Liberals worried about GOP chipping away at Dodd-Frank

With new Republican majorities in Congress, the Obama administration and Democrats are being tested on just how much change they will allow to the 2010 Dodd-Frank financial reform law.

Before December, Republicans had few opportunities to change anything about the overhaul of financial regulations, one of President Obama’s most significant first-term legislative achievements.

But in the waning days of 2014 and the earliest stages of the 114th Congress, Republicans have succeeding in attaching Dodd-Frank tweaks to other legislation. In response, liberal Democrats are digging in against further changes to the law.

In December, Congress attached a rollback of a Dodd-Frank prohibition on banks with depository insurance trading some derivatives to a must-pass government spending bill that was signed by the president. In the first week that Congress was in session this year, Republicans made clarifications relating to the law’s treatment of the use of derivatives by farmers and manufacturers.

Now, liberal Democrats and the White House have drawn the line at a package of Dodd-Frank changes that has strong bipartisan support.

The legislation in question contains 11 measures changing securities laws as well as Dodd-Frank provisions.

Liberal Democrats opposed the legislation in the first week of the session on the grounds that it was being rushed to the floor. Enough Democrats opposed it to stop it from passing the House on an expedited basis, a vote that required a two-thirds majority. The bill failed 276-146.

Last year, the bill cleared the House in a 320-102 vote, including votes from some of the Democrats who opposed it last week.

Republicans regrouped by putting it back on the calendar for Wednesday for a vote that would not need the two-thirds threshold.

The White House issued a veto threat Monday evening.

“The president has been clear about his opposition to legislation that would weaken and undermine the Dodd-Frank Wall Street Reform and Consumer Protection Act,” the Office of Management and Budget said in a statement on the legislation.

Although most of the 11 measures are merely technical changes or clarifications to the law, Democrats have objected to two in particular.

One is a measure, written by Rep. Andy Barr, R-Ky., that would delay until 2019 the deadline by which banks would have to sell off certain financial instruments known as collateralized loan obligations, or CLOs, to be in compliance with the Volcker Rule. Regulators have independently already given banks a reprieve through 2017.

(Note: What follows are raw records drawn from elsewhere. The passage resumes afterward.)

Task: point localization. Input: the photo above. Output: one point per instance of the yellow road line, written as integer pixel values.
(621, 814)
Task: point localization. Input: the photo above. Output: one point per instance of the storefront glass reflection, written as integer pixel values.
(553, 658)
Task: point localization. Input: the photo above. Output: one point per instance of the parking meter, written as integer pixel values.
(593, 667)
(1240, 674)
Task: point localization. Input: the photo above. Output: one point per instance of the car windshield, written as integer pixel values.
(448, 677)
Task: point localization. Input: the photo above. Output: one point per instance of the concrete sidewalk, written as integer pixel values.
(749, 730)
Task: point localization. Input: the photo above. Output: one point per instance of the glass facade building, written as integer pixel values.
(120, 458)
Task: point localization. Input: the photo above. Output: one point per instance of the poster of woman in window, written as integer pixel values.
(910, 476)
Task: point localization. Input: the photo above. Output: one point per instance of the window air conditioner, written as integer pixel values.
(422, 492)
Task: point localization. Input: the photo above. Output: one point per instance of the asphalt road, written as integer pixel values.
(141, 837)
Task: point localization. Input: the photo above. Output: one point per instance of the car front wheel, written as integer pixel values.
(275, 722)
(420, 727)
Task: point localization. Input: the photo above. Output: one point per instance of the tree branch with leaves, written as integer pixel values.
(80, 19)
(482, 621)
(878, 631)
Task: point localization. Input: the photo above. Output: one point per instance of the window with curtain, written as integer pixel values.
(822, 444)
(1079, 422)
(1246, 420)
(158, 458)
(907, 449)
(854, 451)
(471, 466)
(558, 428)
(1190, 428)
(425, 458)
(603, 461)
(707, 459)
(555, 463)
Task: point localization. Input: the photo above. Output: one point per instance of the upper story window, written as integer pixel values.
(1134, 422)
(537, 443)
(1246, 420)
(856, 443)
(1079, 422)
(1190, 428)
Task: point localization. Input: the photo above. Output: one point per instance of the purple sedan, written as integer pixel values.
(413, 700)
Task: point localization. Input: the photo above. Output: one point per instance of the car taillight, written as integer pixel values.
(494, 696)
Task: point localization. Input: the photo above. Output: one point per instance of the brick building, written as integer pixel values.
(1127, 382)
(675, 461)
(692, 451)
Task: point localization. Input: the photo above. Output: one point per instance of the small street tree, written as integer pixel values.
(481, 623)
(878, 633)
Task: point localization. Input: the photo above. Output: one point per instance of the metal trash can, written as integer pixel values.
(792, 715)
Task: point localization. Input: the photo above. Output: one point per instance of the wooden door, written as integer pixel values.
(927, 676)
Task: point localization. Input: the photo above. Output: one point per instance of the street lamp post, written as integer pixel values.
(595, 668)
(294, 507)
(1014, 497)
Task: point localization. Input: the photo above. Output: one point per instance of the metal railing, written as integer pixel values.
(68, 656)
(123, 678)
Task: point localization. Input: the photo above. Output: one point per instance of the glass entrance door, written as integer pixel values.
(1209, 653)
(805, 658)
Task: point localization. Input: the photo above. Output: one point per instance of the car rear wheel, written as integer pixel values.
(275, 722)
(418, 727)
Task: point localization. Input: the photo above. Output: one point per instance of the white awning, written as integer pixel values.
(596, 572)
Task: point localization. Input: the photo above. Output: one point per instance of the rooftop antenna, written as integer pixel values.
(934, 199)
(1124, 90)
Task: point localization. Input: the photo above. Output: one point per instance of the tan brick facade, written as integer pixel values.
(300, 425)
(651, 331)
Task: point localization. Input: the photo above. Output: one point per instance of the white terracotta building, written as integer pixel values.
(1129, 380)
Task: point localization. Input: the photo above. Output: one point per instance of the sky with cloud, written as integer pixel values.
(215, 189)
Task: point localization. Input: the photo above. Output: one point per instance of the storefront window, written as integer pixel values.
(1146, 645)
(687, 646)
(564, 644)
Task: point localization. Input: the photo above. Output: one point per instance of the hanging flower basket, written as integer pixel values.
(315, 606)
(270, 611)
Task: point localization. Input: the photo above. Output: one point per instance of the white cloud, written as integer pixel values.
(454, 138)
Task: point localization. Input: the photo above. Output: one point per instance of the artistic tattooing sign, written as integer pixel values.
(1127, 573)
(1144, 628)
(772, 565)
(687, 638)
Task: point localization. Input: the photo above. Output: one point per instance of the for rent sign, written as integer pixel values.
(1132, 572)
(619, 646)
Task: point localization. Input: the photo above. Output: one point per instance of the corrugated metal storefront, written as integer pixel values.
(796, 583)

Democrats consider the Volcker Rule, which prevents banks from placing speculative bets with deposits insured by the Federal Deposit Insurance Corporation, one of the most critical provisions of Dodd-Frank.

In recent weeks, liberals have warned that delaying the Volcker Rule prohibition on banks owning CLOs would be a favor to Wall Street at the expense of added risk for taxpayers. Four big banks, led by JPMorgan Chase, own 69 percent of CLOs, according to the group Better Markets.

Speaking at a House Rules Committee hearing on the legislation Monday afternoon, Rep. Maxine Waters, the ranking Democrat on the House Financial Services Committee, said the delay would “directly benefit some of the wealthiest banks and corporations in America.”

Waters, of California, also cited another provision she thought was problematic: A measure reducing the amount of information that a company has to provide to employees who receive payments in stock.

Republicans have disagreed, calling the measures simple and needed clarifications of the sprawling legislation. Rep. Scott Garrett, R-N.J., said Monday afternoon that CLOs are “a benefit where Main Street meets Wall Street,” boosting credit access and growth at small and medium-sized businesses.

Furthermore, Republicans have cited the broad bipartisan support for the legislative package as evidence that it does not “gut” Dodd-Frank, as some Democrats have accused Republicans of trying to do.

But the larger issue may be that Democrats are trying to establish a low threshold for what they will tolerate in terms of Dodd-Frank changes, in anticipation of larger GOP attacks on the law later on.

Massachusetts Institute of Technology professor and prominent Wall Street critic Simon Johnson expressed the left-of-center fear regarding financial regulation on his personal blog. “The House Republican rhetoric will be ‘technical fixes’ and ‘job creation,’” Johnson wrote. “But the reality is that they are determined to strip away all meaningful restrictions imposed on Citigroup, JP Morgan Chase, and other megabanks – and to roll-back Dodd-Frank as far as possible, until it becomes meaningless or they are finally able to repeal it completely.”